08-Mar-2021 - Technische Universität Dresden

Compression or strain – the material expands always the same

Regardless if strained or compressed, the new material always expands

An international research team led by chemist Prof. Thomas Heine of TU Dresden has discovered a new two-dimensional material with unprecedented properties: regardless if it is strained or compressed, it always expands. This so-called half-auxetic behavior has not been observed before and is therefore very promising for the design of new applications, especially in nano-sensorics.

If you stretch an elastic band, it becomes thinner - a physical behavior that applies to most "common" materials. Since the 20th century, an opposite behavior has been known in materials research: The so-called auxetic (from ancient Greek auxetos, meaning 'stretchable') materials expand in the direction orthogonal to the strain. Likewise, they shrink when they are compressed. Scientifically, they are characterized by a negative Poisson's ratio. Probably the best known and oldest application of unusual Poisson's ratios is the bottle cork, which has a Poisson's ratio of zero. This has the effect that the cork can be put into the thinner neck of the bottle.

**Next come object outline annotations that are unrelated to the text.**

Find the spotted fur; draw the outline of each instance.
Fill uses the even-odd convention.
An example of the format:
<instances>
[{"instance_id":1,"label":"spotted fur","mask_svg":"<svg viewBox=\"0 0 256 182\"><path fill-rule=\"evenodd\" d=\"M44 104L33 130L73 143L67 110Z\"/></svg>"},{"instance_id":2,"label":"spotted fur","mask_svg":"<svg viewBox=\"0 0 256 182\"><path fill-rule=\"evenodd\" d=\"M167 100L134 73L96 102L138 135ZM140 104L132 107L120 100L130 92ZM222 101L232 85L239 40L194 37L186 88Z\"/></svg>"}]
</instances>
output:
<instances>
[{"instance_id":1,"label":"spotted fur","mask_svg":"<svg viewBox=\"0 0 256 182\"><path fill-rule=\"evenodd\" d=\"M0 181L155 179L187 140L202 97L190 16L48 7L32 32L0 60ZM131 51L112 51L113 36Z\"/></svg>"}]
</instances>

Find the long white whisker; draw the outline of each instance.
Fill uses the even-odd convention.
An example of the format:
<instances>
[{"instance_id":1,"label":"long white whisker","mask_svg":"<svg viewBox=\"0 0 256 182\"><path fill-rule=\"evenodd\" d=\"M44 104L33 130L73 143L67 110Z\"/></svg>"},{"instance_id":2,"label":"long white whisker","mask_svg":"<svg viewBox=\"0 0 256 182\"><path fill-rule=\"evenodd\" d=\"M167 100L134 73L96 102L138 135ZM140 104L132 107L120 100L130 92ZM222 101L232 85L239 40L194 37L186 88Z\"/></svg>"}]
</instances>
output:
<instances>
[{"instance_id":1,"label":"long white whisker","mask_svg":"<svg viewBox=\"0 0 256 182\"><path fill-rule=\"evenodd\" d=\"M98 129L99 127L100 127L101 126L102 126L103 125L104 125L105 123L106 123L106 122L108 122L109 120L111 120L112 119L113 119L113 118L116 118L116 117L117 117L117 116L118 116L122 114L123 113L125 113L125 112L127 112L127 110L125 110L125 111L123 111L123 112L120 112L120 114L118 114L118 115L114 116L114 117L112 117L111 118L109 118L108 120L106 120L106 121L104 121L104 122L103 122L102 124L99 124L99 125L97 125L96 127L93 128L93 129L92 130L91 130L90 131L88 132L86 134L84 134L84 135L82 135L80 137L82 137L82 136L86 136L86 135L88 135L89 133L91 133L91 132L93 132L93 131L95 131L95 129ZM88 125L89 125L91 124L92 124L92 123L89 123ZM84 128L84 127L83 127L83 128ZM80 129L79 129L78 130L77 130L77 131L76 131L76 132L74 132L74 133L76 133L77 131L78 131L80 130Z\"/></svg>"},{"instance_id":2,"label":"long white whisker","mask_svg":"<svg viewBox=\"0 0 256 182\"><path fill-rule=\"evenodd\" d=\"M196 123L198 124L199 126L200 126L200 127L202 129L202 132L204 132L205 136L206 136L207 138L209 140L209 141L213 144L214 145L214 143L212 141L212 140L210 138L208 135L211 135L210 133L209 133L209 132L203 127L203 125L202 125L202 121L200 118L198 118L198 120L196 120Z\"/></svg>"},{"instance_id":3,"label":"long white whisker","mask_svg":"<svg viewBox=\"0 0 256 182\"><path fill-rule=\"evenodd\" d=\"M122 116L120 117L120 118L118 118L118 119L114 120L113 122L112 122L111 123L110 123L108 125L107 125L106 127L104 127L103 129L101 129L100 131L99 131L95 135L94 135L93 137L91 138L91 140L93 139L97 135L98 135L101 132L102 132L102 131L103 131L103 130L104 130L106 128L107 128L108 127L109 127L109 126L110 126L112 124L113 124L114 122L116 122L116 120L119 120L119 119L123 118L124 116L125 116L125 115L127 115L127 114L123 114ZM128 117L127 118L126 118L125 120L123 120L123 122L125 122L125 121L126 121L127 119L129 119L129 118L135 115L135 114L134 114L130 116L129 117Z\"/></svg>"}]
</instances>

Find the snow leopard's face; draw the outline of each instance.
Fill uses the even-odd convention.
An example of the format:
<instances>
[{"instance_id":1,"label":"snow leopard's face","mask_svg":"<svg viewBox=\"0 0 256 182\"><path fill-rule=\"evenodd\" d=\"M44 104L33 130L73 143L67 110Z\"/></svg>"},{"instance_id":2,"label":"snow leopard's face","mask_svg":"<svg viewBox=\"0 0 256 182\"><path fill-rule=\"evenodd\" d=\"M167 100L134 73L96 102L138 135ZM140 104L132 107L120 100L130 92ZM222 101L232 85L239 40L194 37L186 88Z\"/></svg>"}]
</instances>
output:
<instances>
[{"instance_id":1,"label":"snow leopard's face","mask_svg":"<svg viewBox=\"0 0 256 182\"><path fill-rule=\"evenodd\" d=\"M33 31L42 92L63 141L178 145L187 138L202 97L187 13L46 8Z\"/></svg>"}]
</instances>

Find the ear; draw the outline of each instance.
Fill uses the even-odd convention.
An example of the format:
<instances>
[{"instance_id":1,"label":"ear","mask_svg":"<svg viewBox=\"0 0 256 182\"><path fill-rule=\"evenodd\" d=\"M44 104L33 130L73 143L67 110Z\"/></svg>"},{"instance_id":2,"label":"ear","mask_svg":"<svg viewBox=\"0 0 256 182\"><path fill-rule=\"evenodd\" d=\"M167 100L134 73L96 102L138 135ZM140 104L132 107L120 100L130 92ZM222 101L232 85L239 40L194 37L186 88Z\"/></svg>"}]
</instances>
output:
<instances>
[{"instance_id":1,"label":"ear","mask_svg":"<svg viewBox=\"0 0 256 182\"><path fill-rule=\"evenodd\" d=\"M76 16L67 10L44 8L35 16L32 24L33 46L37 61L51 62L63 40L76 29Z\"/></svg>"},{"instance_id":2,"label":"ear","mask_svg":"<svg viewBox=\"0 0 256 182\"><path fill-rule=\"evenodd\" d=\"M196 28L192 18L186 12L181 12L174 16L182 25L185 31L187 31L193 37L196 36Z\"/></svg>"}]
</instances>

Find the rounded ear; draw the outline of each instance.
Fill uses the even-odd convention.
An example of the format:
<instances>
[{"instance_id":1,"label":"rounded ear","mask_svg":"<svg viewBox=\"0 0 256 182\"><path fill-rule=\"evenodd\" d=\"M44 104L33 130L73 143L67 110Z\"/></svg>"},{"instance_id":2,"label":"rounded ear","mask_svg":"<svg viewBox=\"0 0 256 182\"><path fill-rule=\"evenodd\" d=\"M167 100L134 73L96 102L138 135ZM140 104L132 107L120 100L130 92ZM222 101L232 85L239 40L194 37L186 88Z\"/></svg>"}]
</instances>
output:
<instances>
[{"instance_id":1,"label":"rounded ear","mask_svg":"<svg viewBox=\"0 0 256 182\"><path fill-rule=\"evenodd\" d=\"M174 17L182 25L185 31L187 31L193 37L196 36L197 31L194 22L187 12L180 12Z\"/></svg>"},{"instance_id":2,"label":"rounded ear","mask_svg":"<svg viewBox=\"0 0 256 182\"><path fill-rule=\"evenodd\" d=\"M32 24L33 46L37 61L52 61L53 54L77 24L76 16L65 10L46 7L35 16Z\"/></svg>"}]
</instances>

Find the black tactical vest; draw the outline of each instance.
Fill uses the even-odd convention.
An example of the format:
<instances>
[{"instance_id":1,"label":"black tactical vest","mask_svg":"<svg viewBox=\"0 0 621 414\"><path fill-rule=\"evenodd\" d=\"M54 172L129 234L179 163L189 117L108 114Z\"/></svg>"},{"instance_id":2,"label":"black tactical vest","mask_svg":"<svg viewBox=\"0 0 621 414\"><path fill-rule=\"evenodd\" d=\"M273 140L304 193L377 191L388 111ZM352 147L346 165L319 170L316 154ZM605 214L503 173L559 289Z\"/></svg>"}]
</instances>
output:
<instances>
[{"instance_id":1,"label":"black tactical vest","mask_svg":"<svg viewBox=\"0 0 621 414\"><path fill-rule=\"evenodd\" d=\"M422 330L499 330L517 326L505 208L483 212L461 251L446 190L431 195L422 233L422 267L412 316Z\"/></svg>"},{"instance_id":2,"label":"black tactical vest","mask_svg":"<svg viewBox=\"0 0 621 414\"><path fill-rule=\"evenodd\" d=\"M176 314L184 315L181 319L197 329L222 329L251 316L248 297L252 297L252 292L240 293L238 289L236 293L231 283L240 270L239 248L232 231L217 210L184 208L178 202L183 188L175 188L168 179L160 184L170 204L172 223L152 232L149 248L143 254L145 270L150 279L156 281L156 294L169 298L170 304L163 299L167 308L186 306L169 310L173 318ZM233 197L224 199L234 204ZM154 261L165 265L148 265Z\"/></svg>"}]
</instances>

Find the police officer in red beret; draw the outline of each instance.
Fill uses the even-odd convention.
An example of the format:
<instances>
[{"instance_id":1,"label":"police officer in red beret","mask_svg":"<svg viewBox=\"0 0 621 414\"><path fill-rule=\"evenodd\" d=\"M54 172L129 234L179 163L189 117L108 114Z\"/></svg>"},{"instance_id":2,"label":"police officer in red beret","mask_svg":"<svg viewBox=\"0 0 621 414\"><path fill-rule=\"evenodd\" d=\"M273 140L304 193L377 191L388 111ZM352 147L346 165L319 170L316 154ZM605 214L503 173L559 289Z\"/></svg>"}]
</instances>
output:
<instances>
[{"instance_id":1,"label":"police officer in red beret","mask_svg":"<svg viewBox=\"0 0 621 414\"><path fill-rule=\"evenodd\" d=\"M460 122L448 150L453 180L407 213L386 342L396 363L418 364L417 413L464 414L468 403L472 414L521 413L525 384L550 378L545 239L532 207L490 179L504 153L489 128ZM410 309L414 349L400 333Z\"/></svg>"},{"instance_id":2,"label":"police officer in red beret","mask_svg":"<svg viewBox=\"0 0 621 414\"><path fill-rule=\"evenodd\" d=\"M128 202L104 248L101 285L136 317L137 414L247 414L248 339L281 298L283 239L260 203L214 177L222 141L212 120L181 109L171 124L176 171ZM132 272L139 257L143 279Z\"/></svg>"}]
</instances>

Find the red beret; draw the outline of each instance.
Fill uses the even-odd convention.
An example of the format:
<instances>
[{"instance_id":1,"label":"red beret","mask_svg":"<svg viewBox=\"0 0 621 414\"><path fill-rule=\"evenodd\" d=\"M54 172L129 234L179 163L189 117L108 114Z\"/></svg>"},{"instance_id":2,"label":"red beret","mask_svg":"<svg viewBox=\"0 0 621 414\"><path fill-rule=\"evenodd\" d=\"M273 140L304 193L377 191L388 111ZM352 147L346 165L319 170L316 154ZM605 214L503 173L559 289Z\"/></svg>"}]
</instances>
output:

Due to their special properties, auxetic materials allow for completely new functionalities and design solutions for a variety of innovative products with adjustable functional properties, including applications in medical technology or in the development of protective equipment such as bicycle helmets or safety jackets.

Thomas Heine, Professor of Theoretical Chemistry at TU Dresden, and his team have now discovered a previously unknown phenomenon. Based on borophene, an atomically thin configuration of the element boron, a stable form was found by adding palladium, yielding the chemical composition PdB4. The computational modelling shows that this material behaves like an auxetic material under strain, but expands like an ordinary material under compression. In other words, regardless if it is strained or compressed, the material always expands.

"In addition to thorough characterization in terms of stability, mechanical and electronic properties of the material, we have identified the origin of this half-auxetic character and believe that this mechanism can be used as a design concept for new half-auxetic materials," explains Prof. Heine, "These novel materials could lead to innovative applications in nanotechnology, for example in sensing or magneto-optics. A transfer to macroscopic materials is equally conceivable."